Prego now makes a Basil Pesto sauce that's really good, though Target also has an Archer Farm's Creamy Pesto sauce that's divine. Both are delicious, so either one will work wonderfully!
Creamy Pesto Eggplant Quesadillas
Recipe adapted from Lauren's Latest
Ingredients:
- 2 Tbsp. olive oil
- 1 tsp. kosher salt
- 1 eggplant
- 1 zucchini
- 1 cup mozzarella cheese, shredded
- 4 Tbsp. creamy pesto sauce
- 4 flour tortillas
Directions:
- Preheat oven to 425. Line baking sheet with aluminum foil, and grease lightly with cooking spray.

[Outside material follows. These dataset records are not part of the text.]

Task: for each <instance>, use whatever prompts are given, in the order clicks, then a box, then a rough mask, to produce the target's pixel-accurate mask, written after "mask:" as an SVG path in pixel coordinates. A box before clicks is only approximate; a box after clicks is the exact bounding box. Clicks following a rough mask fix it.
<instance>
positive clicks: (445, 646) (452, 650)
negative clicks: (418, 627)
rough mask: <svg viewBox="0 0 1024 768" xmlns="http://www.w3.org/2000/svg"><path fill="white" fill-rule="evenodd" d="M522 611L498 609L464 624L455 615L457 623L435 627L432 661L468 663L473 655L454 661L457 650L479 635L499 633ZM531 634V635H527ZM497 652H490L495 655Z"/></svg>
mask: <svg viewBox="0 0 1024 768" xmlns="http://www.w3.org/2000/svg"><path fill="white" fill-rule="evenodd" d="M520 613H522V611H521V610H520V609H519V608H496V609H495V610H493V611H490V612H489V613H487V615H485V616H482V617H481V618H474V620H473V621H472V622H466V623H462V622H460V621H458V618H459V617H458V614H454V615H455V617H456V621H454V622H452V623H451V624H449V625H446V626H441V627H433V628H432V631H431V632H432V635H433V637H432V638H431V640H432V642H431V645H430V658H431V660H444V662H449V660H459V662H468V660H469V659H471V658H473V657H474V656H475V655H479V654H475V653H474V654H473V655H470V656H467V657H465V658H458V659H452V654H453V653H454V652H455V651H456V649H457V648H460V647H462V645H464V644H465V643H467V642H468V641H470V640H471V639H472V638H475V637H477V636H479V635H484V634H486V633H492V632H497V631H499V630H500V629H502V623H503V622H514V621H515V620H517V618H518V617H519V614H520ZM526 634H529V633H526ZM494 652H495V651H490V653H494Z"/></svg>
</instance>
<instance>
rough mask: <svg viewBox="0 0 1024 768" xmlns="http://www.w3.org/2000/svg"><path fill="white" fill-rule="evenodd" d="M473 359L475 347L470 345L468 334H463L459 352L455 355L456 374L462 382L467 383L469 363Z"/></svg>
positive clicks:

- Slice eggplant and zucchini into 1/4 inch slices. Places slices on cookie sheet and using a pastry brush, brush each piece with olive oil. Lightly sprinkle kosher salt on top.
- Turn over each piece, and repeat step 2.
- Bake for 20 minutes, turning slices over at least once during baking. Veggies will be done once they display a slight browning on each side.
- When veggies are done, heat non-stick skillet on medium-low heat. Lightly grease with cooking spray.
- On a tortilla, layer 1 tablespoon creamy pesto sauce, mozzarella cheese, eggplant, and zucchini. Fold over to make a quesadilla.
- In non-stick skillet, heat each side of quesadilla until tortillas start to brown and cheese is melted through. Enjoy!